The Curious Incident of the Dog In the Night-Time – Salford Lowry

The Curious Incident of the Dog in the Night-Time is certainly a curious tale, telling the story of an autistic boy trying to uncover the murder of his neighbours dog, a book which doesn’t condensate, doesn’t oversimplify, and has recently been transformed into a play so all the world can see for those who won’t read. Part awareness, largely entertainment, it’s helped manifest the feelings of autism through a performance and a stage which is akin to opening ones mind and letting those thoughts and sensations float around on the outside. Very curious.

It’s a fairly straight forward adaptation in regards to the story, with the majority of the books dialogue and thoughts making it into the realm of theatre unscathed, though the math equations and more analytical thoughts are discarded, aside from one which makes a smart entry into the story without dragging the pace down. The actors in the Lowry rendition at least are superb in their roles, with the parents expressing their frustrations and concerns around the star of it all, Christopher, who steals it all, along with the stage.

Christopher and the stage are intertwined. The set up involves three black walls and floor, all capable of producing moving images, which can display maps, house layouts or the overabundance of information one with autism can feel when in a stressful environment. As Christopher goes into deep thought, the stage shifts with him, when Christopher falls into panic, you can see it the world fall apart around him thanks to the flashing lights, twirling signs and barrage of voices.

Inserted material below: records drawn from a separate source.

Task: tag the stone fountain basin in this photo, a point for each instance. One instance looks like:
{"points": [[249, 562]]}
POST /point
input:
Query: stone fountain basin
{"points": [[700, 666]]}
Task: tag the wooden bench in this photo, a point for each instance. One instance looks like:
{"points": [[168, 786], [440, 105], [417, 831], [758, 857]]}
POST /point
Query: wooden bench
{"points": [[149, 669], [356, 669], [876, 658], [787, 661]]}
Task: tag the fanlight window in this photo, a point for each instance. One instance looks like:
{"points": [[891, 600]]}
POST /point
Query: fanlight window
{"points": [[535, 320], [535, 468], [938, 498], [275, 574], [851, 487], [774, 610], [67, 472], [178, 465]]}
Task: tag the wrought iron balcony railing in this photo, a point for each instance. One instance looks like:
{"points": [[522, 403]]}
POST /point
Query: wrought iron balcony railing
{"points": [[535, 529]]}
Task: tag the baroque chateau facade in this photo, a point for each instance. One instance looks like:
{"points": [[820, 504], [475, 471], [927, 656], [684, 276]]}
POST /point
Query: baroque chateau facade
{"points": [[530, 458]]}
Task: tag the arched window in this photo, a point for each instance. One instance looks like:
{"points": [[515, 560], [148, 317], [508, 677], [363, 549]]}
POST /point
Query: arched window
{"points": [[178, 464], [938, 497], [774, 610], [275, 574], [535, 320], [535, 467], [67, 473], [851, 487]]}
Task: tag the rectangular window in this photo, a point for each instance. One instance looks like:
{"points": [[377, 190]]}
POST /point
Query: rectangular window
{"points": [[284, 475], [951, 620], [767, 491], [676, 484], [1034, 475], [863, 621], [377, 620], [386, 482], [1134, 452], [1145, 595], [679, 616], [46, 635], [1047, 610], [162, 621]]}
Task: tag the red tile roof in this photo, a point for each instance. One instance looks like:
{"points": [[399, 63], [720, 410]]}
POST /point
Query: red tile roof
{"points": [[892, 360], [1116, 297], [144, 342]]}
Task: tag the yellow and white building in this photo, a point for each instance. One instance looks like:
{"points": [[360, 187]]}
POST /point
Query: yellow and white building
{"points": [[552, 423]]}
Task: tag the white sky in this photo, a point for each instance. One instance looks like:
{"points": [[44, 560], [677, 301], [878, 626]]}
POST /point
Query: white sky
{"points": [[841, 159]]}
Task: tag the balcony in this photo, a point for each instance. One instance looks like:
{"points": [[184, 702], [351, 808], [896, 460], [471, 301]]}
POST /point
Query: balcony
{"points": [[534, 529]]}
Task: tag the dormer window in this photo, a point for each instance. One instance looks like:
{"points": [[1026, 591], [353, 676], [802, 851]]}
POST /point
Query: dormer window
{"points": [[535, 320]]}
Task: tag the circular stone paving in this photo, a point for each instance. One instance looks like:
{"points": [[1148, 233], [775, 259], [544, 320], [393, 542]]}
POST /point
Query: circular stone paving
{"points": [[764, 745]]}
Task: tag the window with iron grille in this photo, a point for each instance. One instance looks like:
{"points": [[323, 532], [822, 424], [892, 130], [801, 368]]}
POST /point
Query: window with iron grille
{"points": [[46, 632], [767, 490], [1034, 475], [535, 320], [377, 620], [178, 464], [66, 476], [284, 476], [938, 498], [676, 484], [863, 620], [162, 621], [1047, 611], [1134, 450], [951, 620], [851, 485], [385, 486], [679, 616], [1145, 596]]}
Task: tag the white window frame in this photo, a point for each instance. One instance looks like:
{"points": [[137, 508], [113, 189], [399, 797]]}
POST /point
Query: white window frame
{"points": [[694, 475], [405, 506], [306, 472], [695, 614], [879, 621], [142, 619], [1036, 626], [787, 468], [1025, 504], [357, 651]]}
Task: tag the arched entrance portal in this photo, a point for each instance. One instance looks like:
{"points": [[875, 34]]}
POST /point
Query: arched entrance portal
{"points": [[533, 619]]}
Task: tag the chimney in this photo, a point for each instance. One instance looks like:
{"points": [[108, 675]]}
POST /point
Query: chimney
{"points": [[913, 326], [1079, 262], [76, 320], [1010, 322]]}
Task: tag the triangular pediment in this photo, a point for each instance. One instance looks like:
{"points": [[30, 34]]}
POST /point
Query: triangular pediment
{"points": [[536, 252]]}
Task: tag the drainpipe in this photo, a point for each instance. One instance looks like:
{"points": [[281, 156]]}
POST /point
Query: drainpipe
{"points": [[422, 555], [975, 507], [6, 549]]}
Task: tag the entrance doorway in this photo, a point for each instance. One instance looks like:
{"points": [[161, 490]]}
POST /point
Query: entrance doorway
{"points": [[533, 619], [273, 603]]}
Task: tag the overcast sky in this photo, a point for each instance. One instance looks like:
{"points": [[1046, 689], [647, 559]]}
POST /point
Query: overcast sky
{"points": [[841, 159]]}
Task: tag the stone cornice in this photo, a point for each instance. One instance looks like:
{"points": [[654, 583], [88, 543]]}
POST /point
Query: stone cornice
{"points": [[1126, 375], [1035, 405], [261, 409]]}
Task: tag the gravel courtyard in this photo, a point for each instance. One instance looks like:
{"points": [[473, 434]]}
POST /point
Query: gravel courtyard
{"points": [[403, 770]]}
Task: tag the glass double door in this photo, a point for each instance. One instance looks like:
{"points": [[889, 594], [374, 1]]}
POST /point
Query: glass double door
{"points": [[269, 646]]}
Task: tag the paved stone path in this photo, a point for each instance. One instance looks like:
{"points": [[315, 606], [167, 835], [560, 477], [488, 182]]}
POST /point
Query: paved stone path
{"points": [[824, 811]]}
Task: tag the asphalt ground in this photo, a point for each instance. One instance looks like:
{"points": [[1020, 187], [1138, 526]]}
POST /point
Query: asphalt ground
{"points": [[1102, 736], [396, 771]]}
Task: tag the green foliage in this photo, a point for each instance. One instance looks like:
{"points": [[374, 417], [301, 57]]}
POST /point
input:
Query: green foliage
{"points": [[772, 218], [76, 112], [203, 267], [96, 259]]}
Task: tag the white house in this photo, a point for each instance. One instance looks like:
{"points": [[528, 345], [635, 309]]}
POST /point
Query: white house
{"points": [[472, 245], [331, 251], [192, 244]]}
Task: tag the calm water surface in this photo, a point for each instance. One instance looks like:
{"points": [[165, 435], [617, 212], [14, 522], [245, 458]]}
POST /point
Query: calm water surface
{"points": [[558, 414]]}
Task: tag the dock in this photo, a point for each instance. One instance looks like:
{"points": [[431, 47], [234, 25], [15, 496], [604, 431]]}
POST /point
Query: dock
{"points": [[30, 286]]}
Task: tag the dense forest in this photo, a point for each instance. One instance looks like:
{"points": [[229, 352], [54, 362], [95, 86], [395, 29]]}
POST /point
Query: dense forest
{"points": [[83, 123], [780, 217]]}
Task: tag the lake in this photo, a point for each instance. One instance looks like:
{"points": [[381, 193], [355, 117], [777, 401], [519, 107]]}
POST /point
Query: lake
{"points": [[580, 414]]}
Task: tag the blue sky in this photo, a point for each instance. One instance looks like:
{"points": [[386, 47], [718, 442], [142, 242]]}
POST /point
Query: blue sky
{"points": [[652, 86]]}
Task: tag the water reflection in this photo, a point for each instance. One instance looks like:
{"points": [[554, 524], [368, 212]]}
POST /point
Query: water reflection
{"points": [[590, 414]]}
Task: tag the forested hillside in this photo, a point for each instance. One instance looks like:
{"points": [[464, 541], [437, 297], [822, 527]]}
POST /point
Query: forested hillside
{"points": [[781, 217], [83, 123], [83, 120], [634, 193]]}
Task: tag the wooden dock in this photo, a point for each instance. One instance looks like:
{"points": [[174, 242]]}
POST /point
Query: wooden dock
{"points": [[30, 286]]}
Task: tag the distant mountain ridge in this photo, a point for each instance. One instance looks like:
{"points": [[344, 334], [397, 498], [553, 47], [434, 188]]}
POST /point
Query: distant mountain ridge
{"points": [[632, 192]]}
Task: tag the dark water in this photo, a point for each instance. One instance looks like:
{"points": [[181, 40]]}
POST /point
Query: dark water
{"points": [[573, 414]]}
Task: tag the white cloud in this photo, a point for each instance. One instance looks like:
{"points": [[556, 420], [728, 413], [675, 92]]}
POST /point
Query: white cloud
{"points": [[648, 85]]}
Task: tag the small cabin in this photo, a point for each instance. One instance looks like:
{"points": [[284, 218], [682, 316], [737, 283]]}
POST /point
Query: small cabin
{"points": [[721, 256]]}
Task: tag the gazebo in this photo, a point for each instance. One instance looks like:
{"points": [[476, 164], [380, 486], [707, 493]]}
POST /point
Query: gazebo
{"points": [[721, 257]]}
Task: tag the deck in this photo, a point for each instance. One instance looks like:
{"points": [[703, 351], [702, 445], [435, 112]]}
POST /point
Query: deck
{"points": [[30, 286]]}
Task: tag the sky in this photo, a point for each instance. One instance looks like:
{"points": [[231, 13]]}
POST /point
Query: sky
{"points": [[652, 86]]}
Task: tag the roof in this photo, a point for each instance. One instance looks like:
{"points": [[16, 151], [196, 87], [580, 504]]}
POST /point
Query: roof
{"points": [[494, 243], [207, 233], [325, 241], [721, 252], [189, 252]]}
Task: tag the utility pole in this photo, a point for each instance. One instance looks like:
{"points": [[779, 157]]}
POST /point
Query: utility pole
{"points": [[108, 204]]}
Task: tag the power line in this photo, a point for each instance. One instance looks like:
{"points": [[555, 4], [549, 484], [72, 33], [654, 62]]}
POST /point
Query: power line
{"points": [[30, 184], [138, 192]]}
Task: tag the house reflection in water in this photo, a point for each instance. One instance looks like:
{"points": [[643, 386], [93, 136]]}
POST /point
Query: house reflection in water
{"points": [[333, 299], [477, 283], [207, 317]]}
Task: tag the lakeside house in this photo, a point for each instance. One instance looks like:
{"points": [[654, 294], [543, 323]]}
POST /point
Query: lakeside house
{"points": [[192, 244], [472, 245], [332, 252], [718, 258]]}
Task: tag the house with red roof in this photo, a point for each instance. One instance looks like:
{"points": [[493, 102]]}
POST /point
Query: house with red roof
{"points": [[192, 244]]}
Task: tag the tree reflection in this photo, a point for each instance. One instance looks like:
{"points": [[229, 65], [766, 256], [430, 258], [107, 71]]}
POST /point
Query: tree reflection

It expresses the condition in the way the book simply can’t, and those meltdowns? All too real. If you know it you will cry, and for myself, sometimes I saw myself on the stage, in a crumple on the floor.

Visual, sound and storytelling all meld into one, and like the book, it expresses the sensations behind autism, without making it feel like a guide-book, a pity piece. Instead the play is an insight into the good, the bad, and sometimes the ugly of it all, of us all, wrapping it all together with an engaging story of relationships and order. After all, we all work on that, we all live by that.